During query compilation and execution, SQL Server does not take the time to figure out whether an UPDATE statement will actually change any values or not. It just performs the writes as expected, even if unnecessary.
In the scenario like
update table1 set col1 = 'hello'
you might think SQL won’t do anything, but it will – it will perform all of the writes necessary as if you’d actually changed the value. This occurs for both the physical table (or clustered index) as well as any non-clustered indexes defined on that column. This causes writes to the physical tables/indexes, recalculating of indexes and transaction log writes. When working with large data sets, there is huge performance benefits to only updating rows that will receive a change.
If we want to avoid the overhead of these writes when not necessary we have to devise a way to check for the need to be updated. One way to check for the need to update would be to add something like “where col <> 'hello'.
update table1 set col1 = 'hello' where col1 <> 'hello'
But this would not perform well in some cases, for example if you were updating multiple columns in a table with many rows and only a small subset of those rows would actually have their values changed. This is because of the need to then filter on all of those columns, and non-equality predicates are generally not able to use index seeks, and the overhead of table & index writes and transaction log entries as mentioned above.
But there is a much better alternative using a combination of an EXISTS clause with an EXCEPT clause. The idea is to compare the values in the destination row to the values in the matching source row to determine if an update is actually needed.

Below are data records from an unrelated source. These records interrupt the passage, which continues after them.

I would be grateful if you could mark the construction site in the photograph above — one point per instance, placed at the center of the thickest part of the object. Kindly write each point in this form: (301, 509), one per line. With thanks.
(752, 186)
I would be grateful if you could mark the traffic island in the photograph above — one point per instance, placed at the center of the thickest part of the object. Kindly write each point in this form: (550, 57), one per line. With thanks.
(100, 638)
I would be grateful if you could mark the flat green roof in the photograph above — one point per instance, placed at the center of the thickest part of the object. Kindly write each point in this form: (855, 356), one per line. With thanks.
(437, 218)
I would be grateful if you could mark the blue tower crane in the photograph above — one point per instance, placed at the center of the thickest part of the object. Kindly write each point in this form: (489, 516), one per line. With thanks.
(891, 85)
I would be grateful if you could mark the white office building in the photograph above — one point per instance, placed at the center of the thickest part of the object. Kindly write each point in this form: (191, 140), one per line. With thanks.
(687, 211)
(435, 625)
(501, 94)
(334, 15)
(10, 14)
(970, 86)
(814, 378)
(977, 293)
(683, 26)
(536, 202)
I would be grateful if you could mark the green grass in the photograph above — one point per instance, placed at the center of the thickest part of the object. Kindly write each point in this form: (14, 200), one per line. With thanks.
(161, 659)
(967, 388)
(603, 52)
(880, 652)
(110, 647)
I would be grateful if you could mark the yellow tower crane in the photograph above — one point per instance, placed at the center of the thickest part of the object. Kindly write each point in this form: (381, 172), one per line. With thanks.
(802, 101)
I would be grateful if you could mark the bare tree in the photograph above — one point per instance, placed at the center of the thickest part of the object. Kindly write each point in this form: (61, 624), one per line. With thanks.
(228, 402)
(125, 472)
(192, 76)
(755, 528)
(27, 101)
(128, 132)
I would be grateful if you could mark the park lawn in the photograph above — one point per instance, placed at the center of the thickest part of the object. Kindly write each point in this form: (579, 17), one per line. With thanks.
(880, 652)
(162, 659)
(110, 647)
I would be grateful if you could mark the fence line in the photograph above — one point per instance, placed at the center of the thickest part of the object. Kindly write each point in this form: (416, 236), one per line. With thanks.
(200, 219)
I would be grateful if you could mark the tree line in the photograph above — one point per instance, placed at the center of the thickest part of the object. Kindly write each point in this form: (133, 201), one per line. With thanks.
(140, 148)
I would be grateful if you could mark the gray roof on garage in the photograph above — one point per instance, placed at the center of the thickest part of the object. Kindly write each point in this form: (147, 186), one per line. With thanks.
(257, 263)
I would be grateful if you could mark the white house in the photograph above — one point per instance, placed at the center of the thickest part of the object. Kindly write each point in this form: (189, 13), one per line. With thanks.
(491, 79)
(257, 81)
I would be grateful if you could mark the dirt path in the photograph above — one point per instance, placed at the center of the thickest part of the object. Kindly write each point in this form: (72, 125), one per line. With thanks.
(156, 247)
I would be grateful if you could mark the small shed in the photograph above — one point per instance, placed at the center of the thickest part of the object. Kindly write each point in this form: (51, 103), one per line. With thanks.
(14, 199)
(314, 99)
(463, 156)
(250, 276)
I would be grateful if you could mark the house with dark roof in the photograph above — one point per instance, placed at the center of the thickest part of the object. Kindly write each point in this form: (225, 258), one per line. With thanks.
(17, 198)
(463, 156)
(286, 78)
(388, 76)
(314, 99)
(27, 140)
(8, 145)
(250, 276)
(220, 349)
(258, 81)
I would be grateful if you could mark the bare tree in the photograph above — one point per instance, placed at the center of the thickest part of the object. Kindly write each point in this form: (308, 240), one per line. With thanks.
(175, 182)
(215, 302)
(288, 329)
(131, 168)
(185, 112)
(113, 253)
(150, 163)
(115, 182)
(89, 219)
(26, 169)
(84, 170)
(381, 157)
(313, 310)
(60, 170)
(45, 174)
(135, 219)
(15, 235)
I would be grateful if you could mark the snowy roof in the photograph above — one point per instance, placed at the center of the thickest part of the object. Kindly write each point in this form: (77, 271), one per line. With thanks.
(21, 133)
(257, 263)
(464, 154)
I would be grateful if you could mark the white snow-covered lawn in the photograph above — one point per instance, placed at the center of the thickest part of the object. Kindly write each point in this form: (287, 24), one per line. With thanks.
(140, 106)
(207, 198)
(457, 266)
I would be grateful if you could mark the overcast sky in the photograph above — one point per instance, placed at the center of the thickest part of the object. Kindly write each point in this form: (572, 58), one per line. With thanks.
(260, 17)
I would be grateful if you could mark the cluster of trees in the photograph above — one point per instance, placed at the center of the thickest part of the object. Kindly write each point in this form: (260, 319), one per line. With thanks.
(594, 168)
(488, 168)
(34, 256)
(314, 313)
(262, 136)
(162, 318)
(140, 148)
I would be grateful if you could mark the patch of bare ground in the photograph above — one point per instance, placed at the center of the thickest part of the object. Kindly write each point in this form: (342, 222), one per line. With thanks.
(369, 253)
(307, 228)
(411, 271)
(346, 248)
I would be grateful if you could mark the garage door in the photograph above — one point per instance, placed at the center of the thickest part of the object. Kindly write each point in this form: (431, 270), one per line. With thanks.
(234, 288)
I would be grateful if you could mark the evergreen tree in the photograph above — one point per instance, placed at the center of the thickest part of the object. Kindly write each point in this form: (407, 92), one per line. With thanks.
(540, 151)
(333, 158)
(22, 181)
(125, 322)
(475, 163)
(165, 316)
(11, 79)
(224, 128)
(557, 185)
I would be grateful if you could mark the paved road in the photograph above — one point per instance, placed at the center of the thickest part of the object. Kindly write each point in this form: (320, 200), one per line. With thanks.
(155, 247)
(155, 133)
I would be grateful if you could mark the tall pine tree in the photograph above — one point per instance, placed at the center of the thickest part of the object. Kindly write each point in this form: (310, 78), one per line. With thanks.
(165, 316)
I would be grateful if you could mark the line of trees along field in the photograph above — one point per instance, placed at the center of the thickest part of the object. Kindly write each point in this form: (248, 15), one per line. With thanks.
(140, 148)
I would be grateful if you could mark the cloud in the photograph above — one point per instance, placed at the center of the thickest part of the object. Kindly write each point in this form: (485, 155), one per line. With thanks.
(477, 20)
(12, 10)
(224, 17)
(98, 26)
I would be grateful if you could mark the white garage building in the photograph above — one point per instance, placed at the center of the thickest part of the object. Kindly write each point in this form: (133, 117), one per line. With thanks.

Look at the modified query below and examine the additional query filter starting with EXISTS. Note how inside the EXISTS clause the SELECT statements have no FROM clause. That part is particularly important because this only adds on an additional constant scan and a filter operation in the query plan (the cost of both is trivial). So what you end up with is a very lightweight method for determining if an UPDATE is even needed in the first place, avoiding unnecessary write overhead.
update table1 set col1 = 'hello'
/* AVOID NET ZERO CHANGES */
where exists
(
/* DESTINATION */
select table1.col1
except
/* SOURCE */
select col1 = 'hello'
)
This looks overly complicated vs checking for updates in a simple WHERE clause for the simple scenerio in the original question when you are updating one value for all rows in a table with a literal value. However, this technique works very well if you are updating multiple columns in a table, and the source of your update is another query and you want to minimize writes and transaction logs entries. It also performs better than testing every field with <>.
A more complete example might be
update table1
set col1 = 'hello',
col2 = 'hello',
col3 = 'hello'
/* Only update rows from CustomerId 100, 101, 102 & 103 */
where table1.CustomerId IN (100, 101, 102, 103)
/* AVOID NET ZERO CHANGES */
and exists
(
/* DESTINATION */
select table1.col1
table1.col2
table1.col3
except
/* SOURCE */
select z.col1,
z.col2,
z.col3
from #anytemptableorsubquery z
where z.CustomerId = table1.CustomerId
)